I lived in her grace,
Heard her song,
And felt her embrace.
-The Gospel according to the Holy First Handmaiden
Celeste was embraced by the warm golden light of sunset. Or was it a sunrise? No longer did she stand on hard, cracked marble in that cold courtyard, but in an ankle-deep pool of water that seemed to stretch on into eternity before her. That sunset seemed to light this place perfectly, not a shadow in sight. But with no sun in the sky Celeste was unsure where the light came from. Peace and tranquility greeted her here though, as though no danger could ever touch her here. A place in antithesis to all the suffering she had just born witness.
Celeste spotted structures in the distance. Arrayed in a circle, ten marble pillars of various colors jutted out of the low pool. Each pillar rose at least twice her height into the air and was topped with a throne carved of metal, formed with both subtlety, taste, and precision. They stood like beacons, brilliant and glowing in the golden light, all save one.
A single black marble pillar lay crumbled in the water. A pained sorrow washed over her at the sight of that pillar, as though some great loss long forgotten had struck her. This is wrong, a thought sprung up in the corner of her mind, why are there ten thrones?
A flash of movement caught her eye. Glancing up, Celeste searched between the pillars, and found a wide marble bowl at least 20 paces across. It seemed to be filled with a liquid of sorts, but images flashed across it, as if misty figures stood over the structure.
No, not misty, shifting. Ever changing figures that never kept the same appearance for long.
“Celeste.” A voice called from behind her. A voice like the first rain of spring, like a cool night spent next to the one you love. The voice echoed like children playing in the street, and it echoed clear and cool in Celeste’s ears. Celeste spun, twisting to see the Goddess.
The world bled away around her.
***
Gardinal’s eyes flashed open, lungs filling instinctively with one massive breath. Then he felt it, the First Mother’s grace rushing through his veins like a torrent. It crashed over him like a summer storm, soaking Gardinal to the bone in radiant light. He felt exuberant, he felt like he could stand against an army he felt…
He felt like the first time Her Radiance had ever healed him. Gods that first time, he could remember it like… Her Radiance. He thought, memories of X, of the fight, of the Prophetess in danger, flooded into him.
Gardinal searched frantically for the girl. Eyes darting around the courtyard he felt his throat tighten in panic. It was as bright as mid-day now, how long had he been out? But no, he realized, that silver-teal light that banished every shadow from the temple courtyard was not sunlight.

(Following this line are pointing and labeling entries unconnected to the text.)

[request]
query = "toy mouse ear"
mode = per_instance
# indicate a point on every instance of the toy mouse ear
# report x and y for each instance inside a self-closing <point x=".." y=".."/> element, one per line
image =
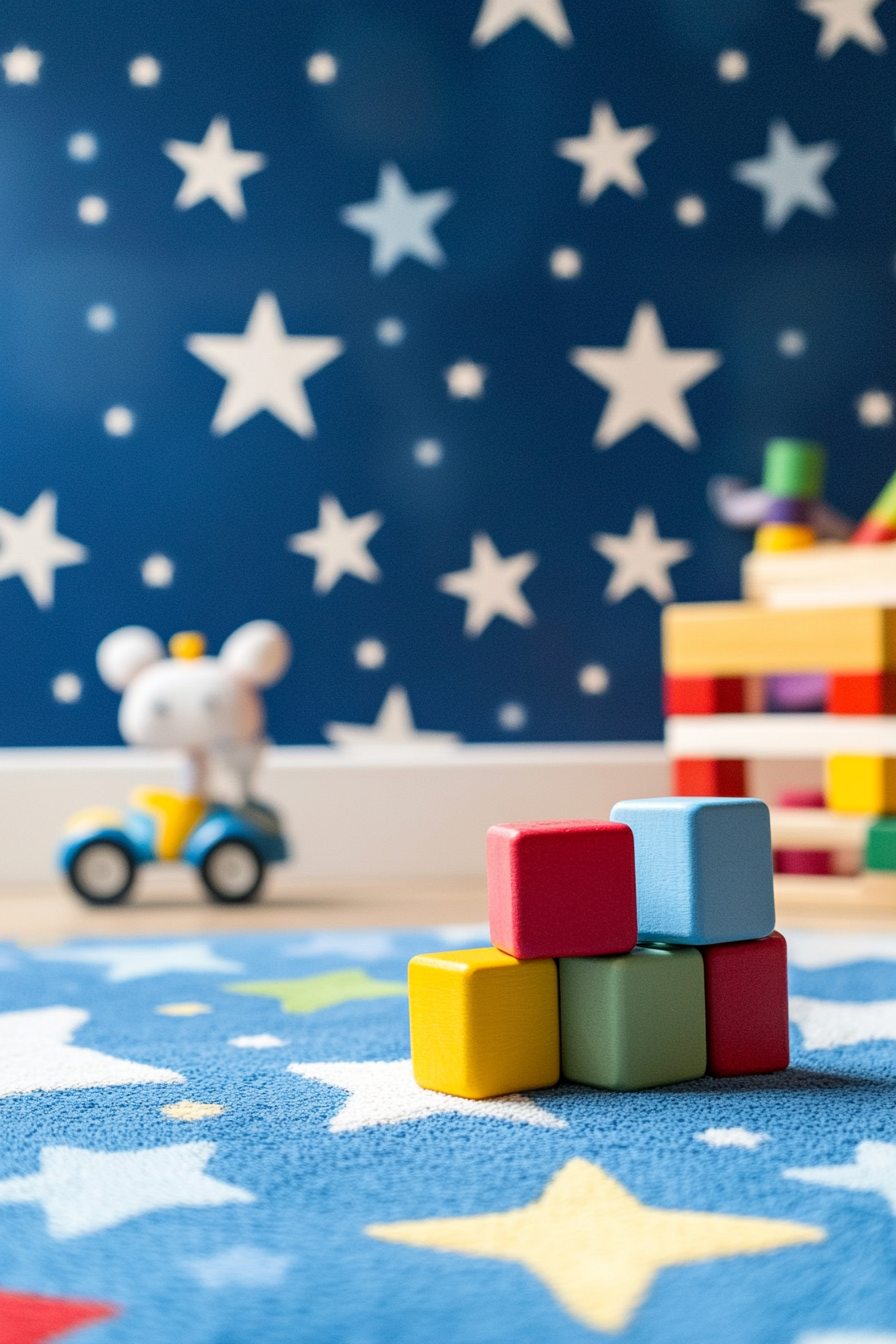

Rising from the ground, he stared at Her Radiance in awe. She was pure light, floating above the ground in what he could barely make out as the shape of a girl. So bright it hurt to look at, and yet he could not tear his eyes from the girl. A sound echoed out of her as well, pulsing alongside the light like a heartbeat. It was a gentle sound that seemed all encompassing. Like a low hum, but so loud it seemed to cover everything. So overwhelmingly loud, yet it comforted instead of pained.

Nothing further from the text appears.